Cuccia happened to be in the market to refinance her mortgage. Ricardo White, the voice on the phone, said he could offer her a 3.25% fixed interest rate the first year and 5% fixed for the remainder of the loan.
Cuccia told White she was interested, but she also told him his tone made her hesitant.
She explained, "You're so high pressure; you sound a little bit like you're forcing me into something."
White quickly apologized and because of the attractive rates, Cuccia decided to proceed with the refinancing.
"People get pulled in by the numbers and then they get… in the end… pay a high price," she said.
"They would misrepresent the terms of the loans to induce the consumers into refinancing," explained US Postal Inspector John Marsh. "The homeowners unwittingly got a very high adjustable rate mortgage and the fraudsters got a nice commission."
Postal inspectors began tracking the case and found it was a classic "bait and switch" scam at closing.
"They will have you sign documents that say 2.25 or 3.25% fixed. But that is not true, that is a fraud," warned Marsh.
at the same time, they will have you sign more documents for the actual mortgage they plan to submit to banks, with much higher rates. In Cuccia's case, she was promised 3.25%. In reality, she signed a loan that started at 8% the first year and would go as high as 15%.
"The documents they leave with you in no way shape or form will tell you what the terms of the loan are," said Marsh.
Inspectors say this is done by design and is at the heart of the scam.
"They don't want you to realize you have been hoodwinked and cancel the loan in three days, which is the standard practice with loans," said Marsh.
Cuccia's closing with White was held in her home.
"I felt like somebody walked into my house and robbed me blind," she said.
Postal inspectors say White along with the ring leader, Gregory Cooper, scammed more than 50 victims out of more than $2 million.
Cuccia said, "That somebody could be that, evil, for what, a dollar, it's insane."
She was able to refinance again, but lost more than $20,000 in closing costs for both transactions.
"To be able to face Mr.

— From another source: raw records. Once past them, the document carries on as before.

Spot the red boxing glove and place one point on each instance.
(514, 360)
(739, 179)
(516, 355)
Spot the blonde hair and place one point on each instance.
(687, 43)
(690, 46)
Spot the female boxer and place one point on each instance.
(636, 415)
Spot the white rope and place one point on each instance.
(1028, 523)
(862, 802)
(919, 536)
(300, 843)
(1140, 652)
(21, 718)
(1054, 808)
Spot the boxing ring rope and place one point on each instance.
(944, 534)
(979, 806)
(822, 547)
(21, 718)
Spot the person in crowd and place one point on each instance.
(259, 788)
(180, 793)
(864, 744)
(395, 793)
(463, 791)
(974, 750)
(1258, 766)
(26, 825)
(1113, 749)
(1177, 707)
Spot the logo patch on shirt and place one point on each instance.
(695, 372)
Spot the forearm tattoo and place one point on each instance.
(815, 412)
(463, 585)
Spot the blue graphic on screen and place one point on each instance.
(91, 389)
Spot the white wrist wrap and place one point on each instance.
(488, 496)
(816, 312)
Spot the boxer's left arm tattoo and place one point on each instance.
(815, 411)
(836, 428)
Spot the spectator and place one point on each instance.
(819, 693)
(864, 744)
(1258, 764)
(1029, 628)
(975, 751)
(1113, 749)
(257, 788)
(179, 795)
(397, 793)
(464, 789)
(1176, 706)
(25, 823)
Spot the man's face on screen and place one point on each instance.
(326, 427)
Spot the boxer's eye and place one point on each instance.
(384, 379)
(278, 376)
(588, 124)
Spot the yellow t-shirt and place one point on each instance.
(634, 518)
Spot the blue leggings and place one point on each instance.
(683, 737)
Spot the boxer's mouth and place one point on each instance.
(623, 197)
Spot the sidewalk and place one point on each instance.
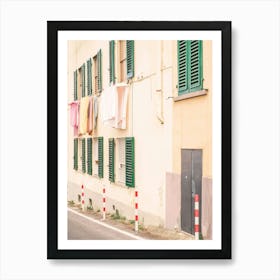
(150, 232)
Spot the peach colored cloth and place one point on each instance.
(83, 125)
(114, 106)
(74, 116)
(90, 115)
(121, 106)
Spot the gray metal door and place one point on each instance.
(191, 178)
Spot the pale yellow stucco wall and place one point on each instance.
(160, 126)
(192, 119)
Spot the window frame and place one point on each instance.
(187, 89)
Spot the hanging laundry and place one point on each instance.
(83, 125)
(108, 106)
(90, 115)
(95, 111)
(74, 116)
(121, 110)
(114, 106)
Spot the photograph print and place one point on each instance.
(143, 140)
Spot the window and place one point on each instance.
(129, 162)
(189, 66)
(97, 73)
(130, 59)
(98, 156)
(95, 153)
(111, 160)
(84, 155)
(89, 156)
(81, 155)
(125, 166)
(75, 158)
(75, 85)
(122, 55)
(121, 160)
(112, 62)
(89, 77)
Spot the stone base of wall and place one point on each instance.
(173, 204)
(173, 201)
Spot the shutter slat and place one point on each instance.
(100, 157)
(130, 58)
(129, 162)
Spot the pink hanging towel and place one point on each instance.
(74, 114)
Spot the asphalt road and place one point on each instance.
(81, 227)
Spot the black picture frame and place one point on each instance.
(53, 27)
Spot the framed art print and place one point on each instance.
(139, 140)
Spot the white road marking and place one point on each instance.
(106, 225)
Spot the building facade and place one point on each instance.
(140, 118)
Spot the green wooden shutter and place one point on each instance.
(190, 77)
(89, 76)
(75, 85)
(89, 156)
(76, 154)
(112, 61)
(99, 70)
(182, 67)
(84, 155)
(100, 157)
(195, 65)
(83, 80)
(130, 58)
(129, 162)
(111, 160)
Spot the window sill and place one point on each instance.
(190, 95)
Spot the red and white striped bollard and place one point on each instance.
(104, 203)
(83, 198)
(196, 216)
(136, 211)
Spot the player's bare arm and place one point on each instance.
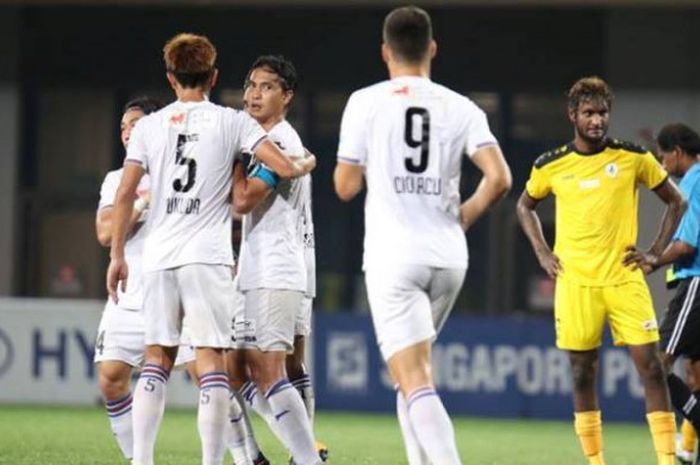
(286, 167)
(532, 226)
(123, 210)
(675, 207)
(247, 192)
(494, 185)
(348, 180)
(103, 221)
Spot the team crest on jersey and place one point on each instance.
(177, 119)
(611, 169)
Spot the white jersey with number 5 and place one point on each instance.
(188, 149)
(410, 135)
(272, 246)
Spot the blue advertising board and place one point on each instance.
(486, 366)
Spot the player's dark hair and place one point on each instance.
(681, 136)
(190, 58)
(408, 32)
(587, 89)
(143, 103)
(279, 65)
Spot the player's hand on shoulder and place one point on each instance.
(638, 259)
(117, 272)
(550, 263)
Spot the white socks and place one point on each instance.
(213, 416)
(414, 452)
(148, 408)
(306, 391)
(119, 412)
(237, 433)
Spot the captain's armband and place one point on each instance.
(265, 174)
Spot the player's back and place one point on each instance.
(188, 149)
(133, 248)
(411, 134)
(272, 250)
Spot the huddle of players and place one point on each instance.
(192, 147)
(404, 132)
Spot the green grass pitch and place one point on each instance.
(81, 436)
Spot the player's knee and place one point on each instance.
(652, 370)
(583, 376)
(113, 383)
(295, 367)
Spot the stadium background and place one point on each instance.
(66, 69)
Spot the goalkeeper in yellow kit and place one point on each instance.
(594, 181)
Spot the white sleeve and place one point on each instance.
(108, 191)
(250, 133)
(137, 151)
(352, 147)
(478, 132)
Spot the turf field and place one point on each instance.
(81, 436)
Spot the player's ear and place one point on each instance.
(171, 79)
(386, 53)
(287, 97)
(432, 49)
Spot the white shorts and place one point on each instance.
(268, 320)
(199, 294)
(410, 303)
(302, 324)
(120, 337)
(238, 315)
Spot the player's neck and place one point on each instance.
(191, 95)
(688, 163)
(589, 147)
(271, 122)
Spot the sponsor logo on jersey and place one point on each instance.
(589, 183)
(177, 119)
(182, 206)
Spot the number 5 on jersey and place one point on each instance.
(423, 142)
(179, 185)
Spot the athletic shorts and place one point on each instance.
(302, 324)
(120, 337)
(201, 294)
(268, 320)
(410, 303)
(680, 328)
(580, 313)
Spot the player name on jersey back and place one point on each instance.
(420, 185)
(188, 149)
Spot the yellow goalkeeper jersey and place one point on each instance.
(597, 200)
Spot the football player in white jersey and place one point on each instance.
(188, 149)
(119, 346)
(273, 272)
(406, 137)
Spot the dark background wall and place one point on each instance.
(71, 68)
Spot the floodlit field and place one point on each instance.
(81, 436)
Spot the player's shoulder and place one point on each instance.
(113, 176)
(285, 136)
(553, 155)
(369, 93)
(627, 146)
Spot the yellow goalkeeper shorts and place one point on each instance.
(580, 313)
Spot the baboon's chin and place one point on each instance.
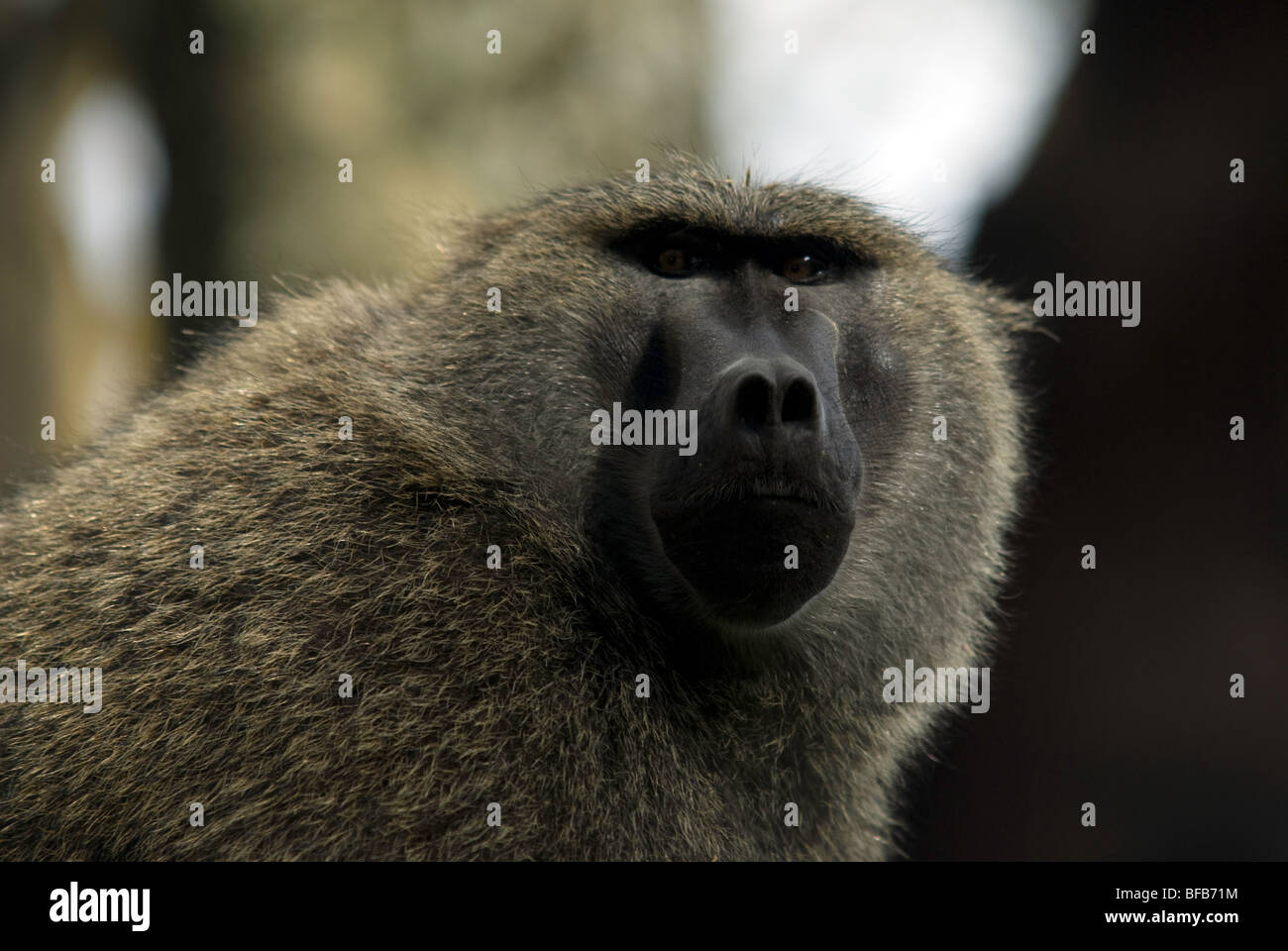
(754, 564)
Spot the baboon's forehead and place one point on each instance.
(769, 210)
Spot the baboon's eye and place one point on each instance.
(803, 268)
(675, 262)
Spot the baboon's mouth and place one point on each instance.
(755, 553)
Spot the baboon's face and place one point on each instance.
(814, 342)
(755, 522)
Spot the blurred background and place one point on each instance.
(133, 149)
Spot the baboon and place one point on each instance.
(559, 647)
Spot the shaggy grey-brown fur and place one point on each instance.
(472, 685)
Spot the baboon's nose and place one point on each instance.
(769, 399)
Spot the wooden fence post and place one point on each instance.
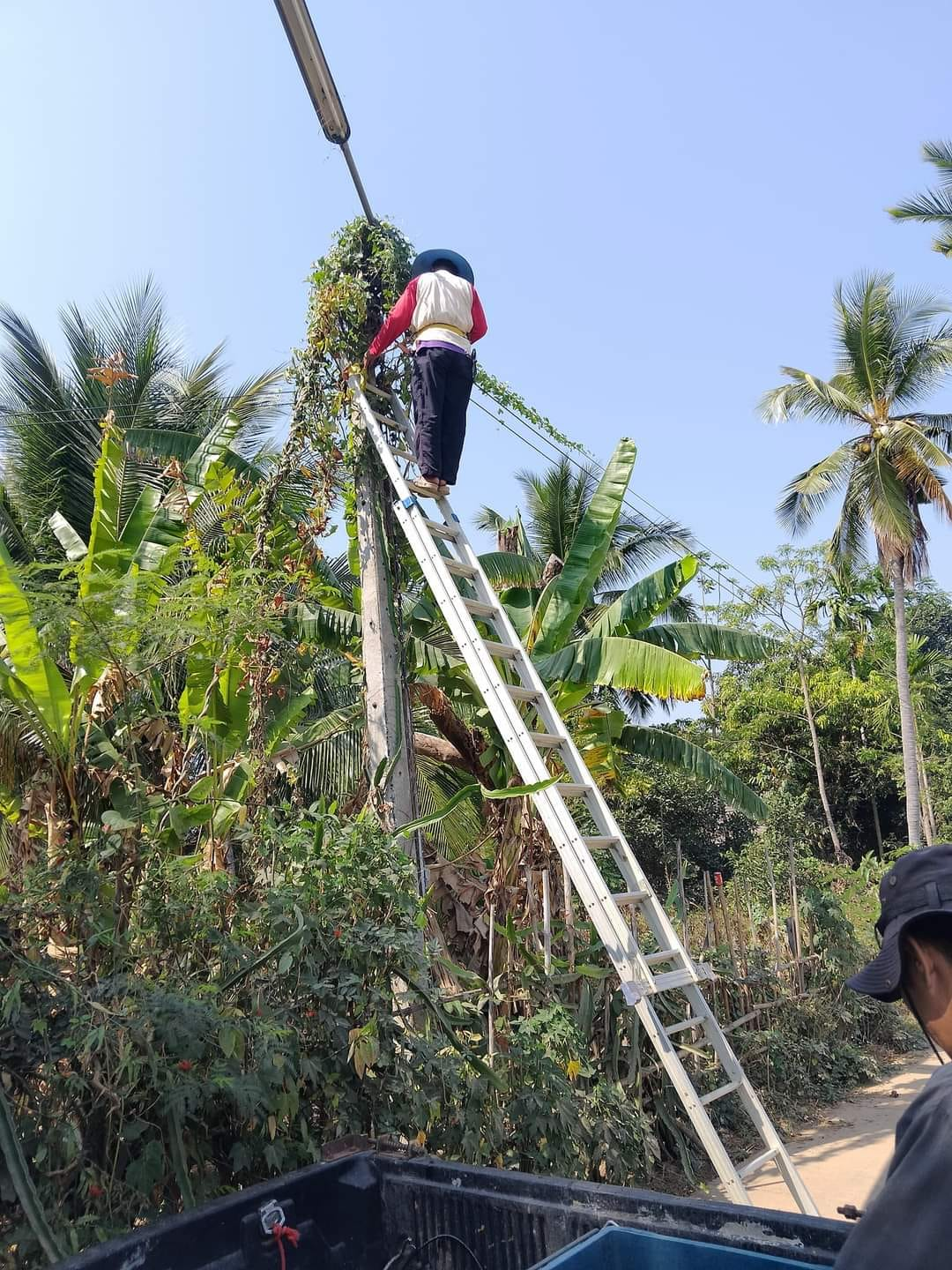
(546, 921)
(795, 915)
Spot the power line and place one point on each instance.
(283, 398)
(712, 574)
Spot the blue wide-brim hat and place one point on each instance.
(426, 260)
(919, 883)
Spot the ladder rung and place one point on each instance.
(632, 897)
(569, 790)
(439, 531)
(507, 651)
(479, 608)
(758, 1162)
(720, 1094)
(671, 979)
(415, 488)
(695, 1021)
(458, 568)
(519, 693)
(390, 422)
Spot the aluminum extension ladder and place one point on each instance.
(536, 738)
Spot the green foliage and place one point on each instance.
(51, 412)
(238, 1045)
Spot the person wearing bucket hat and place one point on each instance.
(906, 1222)
(443, 309)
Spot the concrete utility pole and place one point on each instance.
(389, 718)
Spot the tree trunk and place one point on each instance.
(390, 747)
(926, 796)
(874, 804)
(906, 716)
(874, 807)
(838, 852)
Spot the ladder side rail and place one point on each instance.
(612, 929)
(691, 1100)
(635, 878)
(374, 430)
(585, 865)
(718, 1039)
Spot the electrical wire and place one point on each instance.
(452, 1238)
(283, 398)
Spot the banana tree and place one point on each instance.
(599, 654)
(86, 721)
(605, 655)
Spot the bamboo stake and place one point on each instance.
(729, 937)
(711, 926)
(569, 918)
(773, 909)
(795, 915)
(546, 921)
(492, 1027)
(739, 929)
(682, 900)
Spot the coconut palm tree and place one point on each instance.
(933, 207)
(51, 413)
(893, 349)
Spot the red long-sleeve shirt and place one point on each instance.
(435, 300)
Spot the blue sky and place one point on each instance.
(658, 199)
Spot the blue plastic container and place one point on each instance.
(616, 1247)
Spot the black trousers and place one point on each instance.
(442, 383)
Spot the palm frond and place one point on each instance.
(807, 494)
(809, 398)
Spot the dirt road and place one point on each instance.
(843, 1156)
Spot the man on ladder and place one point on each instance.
(442, 308)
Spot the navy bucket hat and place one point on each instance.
(426, 260)
(918, 883)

White in court and tell him how I felt nothing could ever, the money, nothing was as important as being able to look at his face once more and know he was going to jail," said Cuccia.
Ricardo White was sentenced to 9 years in prison and the scam's ring leader, Gregory Cooper is in jail for 17 years and owes more than $2 million in restitution.
Meantime, postal inspectors say if you are in the market to refinance always do your homework and reach out to reputable financial institutions. And, you should never feel pressured to sign papers that you can not read and evaluate at the time of closing.